“Well,” she called out, “you two got the start of us. I expect you have seen everything.”
“Yes, everything,” said the girl confidently. “There isn’t much, is there? It’s not like Rome, of course.”
“And you’ve a kinder taskmaster. Poor Sylvia,” she went on to Wilbraham; “you know the sort of muddle one gets into with too much sightseeing? That’s where I’ve landed her. I worked her too hard, and I’m not up in things myself, and—I think she’s a good deal mixed by this time,” she ended with a laugh.
“Oh, I don’t think I am,” remonstrated Sylvia, nodding her head; “you know I can find my way about Rome as well as you.”
“So that you won’t be like the lady who asked her husband if she’d seen the Coliseum,” put in Wilbraham, smiling at her.
“No-o-o,” she said, more doubtfully.
“Did she really? I wonder she didn’t remember that, because it’s so big.”
“We’re going on to the piazza,” said Teresa hastily. “Please put us in the way. Oh, look!”

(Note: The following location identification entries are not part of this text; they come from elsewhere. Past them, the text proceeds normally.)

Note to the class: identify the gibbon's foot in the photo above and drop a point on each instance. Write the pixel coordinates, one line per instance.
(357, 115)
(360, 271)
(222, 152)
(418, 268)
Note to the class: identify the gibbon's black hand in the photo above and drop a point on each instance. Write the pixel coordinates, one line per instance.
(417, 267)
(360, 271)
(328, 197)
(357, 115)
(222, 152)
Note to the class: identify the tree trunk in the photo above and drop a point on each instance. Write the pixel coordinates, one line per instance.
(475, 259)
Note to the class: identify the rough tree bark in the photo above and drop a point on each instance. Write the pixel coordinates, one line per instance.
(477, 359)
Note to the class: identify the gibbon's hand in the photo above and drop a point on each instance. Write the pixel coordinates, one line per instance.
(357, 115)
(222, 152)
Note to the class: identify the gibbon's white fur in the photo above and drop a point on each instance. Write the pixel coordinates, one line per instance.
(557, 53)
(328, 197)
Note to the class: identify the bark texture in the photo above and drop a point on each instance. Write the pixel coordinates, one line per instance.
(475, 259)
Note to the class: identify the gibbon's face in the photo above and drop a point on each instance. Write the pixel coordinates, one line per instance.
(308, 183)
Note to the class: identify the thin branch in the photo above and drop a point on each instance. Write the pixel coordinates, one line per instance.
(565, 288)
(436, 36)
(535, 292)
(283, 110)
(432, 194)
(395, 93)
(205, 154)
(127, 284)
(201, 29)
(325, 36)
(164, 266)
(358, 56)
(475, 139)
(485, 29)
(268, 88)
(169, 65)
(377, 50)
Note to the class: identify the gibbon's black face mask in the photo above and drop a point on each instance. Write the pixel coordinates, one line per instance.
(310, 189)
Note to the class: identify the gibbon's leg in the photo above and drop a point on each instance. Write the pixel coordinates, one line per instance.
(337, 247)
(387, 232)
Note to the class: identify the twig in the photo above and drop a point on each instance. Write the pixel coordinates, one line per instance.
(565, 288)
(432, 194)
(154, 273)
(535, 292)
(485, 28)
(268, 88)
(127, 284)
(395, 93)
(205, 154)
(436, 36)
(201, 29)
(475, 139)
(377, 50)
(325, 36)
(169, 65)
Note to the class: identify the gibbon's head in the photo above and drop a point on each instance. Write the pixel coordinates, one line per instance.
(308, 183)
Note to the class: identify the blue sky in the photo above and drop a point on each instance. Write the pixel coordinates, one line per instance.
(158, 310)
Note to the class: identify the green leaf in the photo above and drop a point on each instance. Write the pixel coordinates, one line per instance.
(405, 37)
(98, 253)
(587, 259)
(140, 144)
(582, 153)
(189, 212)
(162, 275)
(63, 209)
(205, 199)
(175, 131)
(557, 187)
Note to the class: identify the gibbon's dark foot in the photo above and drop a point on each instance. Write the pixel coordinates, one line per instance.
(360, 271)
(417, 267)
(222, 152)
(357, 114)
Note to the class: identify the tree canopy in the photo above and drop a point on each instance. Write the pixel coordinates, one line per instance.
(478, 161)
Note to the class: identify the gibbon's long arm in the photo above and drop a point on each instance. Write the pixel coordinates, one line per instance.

For across the street beyond them swept, with long strides, the figure of Colonel Maxwell. Something—they could not see what—he was clasping in his arms; and at his heels—laden, one with a piece of stone, another with a panel of carving; some (and these were naturally the most clamorous) with only disappointed hopes—ran half-a-dozen or more children. Behind the last, at breathless distance, followed his wife. She waved a despairing greeting to the group, and vanished.
“Actaeon and Diana,” said Miss Sandiland, as soon as she could speak.